How would it be possible to turn that into a plug-in or extension for Firefox or Chromium? Must javascript always be involved or can I use plain shell scripting instead? There is a lot of material out there but what I have found so far is many years out of date.
I tried to do something similar last year, but I don't think it's possible to escape the JavaScript sandbox via Extension, and it wasn't worth the effort to pursue figuring out if/how Plugins could do it - but if you do figure it out I'd be interested to know.
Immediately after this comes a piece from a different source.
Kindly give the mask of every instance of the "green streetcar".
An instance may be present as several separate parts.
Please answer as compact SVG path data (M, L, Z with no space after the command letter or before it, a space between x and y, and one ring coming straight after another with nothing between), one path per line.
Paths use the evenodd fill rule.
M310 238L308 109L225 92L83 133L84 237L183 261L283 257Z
For browser extensions, Javascript is the only option. Actually there's also WASM, but compiling a shell script to WASM? It's maybe possible - but very complicated, and you will still need Javascript for the actual extensions. Also, WASM cannot access files, links or anything - it's sandboxed for a reason.
Every browser (and Javascript) has a good XML parser with xpath support. So it shouldn't be very hard to port it.
For example borderify. Then do some xpath magic - either with the DOM or an external xml source. It can be done with very few lines of code. And if you get stuck, post the code in the programming forum.
Thanks. The link about XPath in javascript will be very useful once I brush up on the language.
However, the borderify script injects javascript into the page. For various reasons outside my influence, I cannot turn on javascript for the specific site to be processed. Maybe there is another example which adjusts the HTML itself without injecting javascript?